Nusantarakini.com, Jakarta –
Ada fenomena menarik selama proses sosialisasi Pilpres. Pasangan Capres Nomor urut 1 Anies-Muhaimin (AMIN) di mana-mana disambut dengan Gema Sholawat, mengagungkan asma Allah dan Rasul-Nya. Di pihak lain ada Capres yang menari dengan goyangan “Gemoy.”
Fenomena ini keduanya memang simbolik, namun perlu dicatat sebagai “sesuatu” yang khas dalam perkembangan budaya politik tanah air.
Sholawat bagi umat Islam memiliki arti yang sangat penting dengan kedudukan yang bernilai tinggi. Para arifbillah mengamalkan shalawat ini dengan melazimkan mengucapkannya dalam tirakat mereka, bertujuan untuk memohon kepada Allah swt, agar senantiasa mencurahkan rahmat-Nya kepada Junjungan Nabi Besar Muhammad SAW. Dan bagi mereka yang melazimkannya setiap malam sebelum tidur, menjadi pembuka untuk meraih kemuliaan yakni bermimpi bertemu Nabi Muhammad SAW. Sedemikian penting arti shalat bagi seorang muslim, ada hadits yang diriwayatkan oleh Imam Bukhari bahwa doa seseorang akan “menggantung” (tidak sampai) melainkan setelah disertai dengan sholawat kepada Nabi SAW. Wallahu a’lam.

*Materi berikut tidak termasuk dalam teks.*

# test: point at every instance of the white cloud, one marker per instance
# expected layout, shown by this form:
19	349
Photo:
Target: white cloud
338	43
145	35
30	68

Sementara itu, “goyang gemoya” yang dilazimkan oleh salah satu capres, kita tidak menemukan literaturnya dalam tradisi Islam, dan juga dalam literatur lain. Nampaknya ia muncul semata karena merupakan hobby dari capres ini.
Berdasarkan hal demikian, dapat dipahami bahwa terdapat latar belakang perbedaan tradisi dari kedua pasangan capres ini.
Pasangan AMIN memang memiliki latar belakang sebagai santri. Anies Baswedan maupun Muhaimin Iskandar keduanya pernah sekolah di pesantren, dan tumbuh dalam lingkungan keluarga yang agamis. Berbeda dengan prabowo yang lahir dari keluarga pengusaha, orang tuanya seorang ekonom, dan ia besar di lingkungan keluarga penguasa orde baru.
Tim pemenangan Prabowo nampaknya mengendors “goyang gemoy” ini untuk maksud “memanipulasi realitas.” Mereka ingin menampilkan Prabowo yang secara biologis sudah sepuh, namun berharap masih diterima oleh kaum milenial bahkan generasi Z. Meskipun sesungguhnya dengan berpasangan Gibran, maksud itu dengan sendirinya sudah terbaca. Walaupun memang kehadiran Gibran di sisi Prabowo ternyata tidak mampu memikat para milenials itu, karena tidak memiliki prestasi yang membanggakan bagi para milenial, salah satu yang membanggakan para milenial itu adalah prestasi di dunia pendidikan, olah raga, dan seni di usia muda. Ketiganya tidak dimiliki Gibran. Kesuksesan Gibran dibidang usaha, tidak dipahami milenial sebagai mewakili milenials, karena pola berpikir milenial di Indonesia, belum menerima kesuksesan bisnis itu sebagai ciri mereka. Sukses dalam bisnis dalam konstruksi berpikir kalangan milenials wajar bagi mereka yang telah dewasa. Di tambah lagi “kesuksesan” Gibran memperoleh kekayaan (terbesar dari semua cawapres), diyakini erat kaitannya dengan kedudukan bapaknya yang sedang jadi Presiden.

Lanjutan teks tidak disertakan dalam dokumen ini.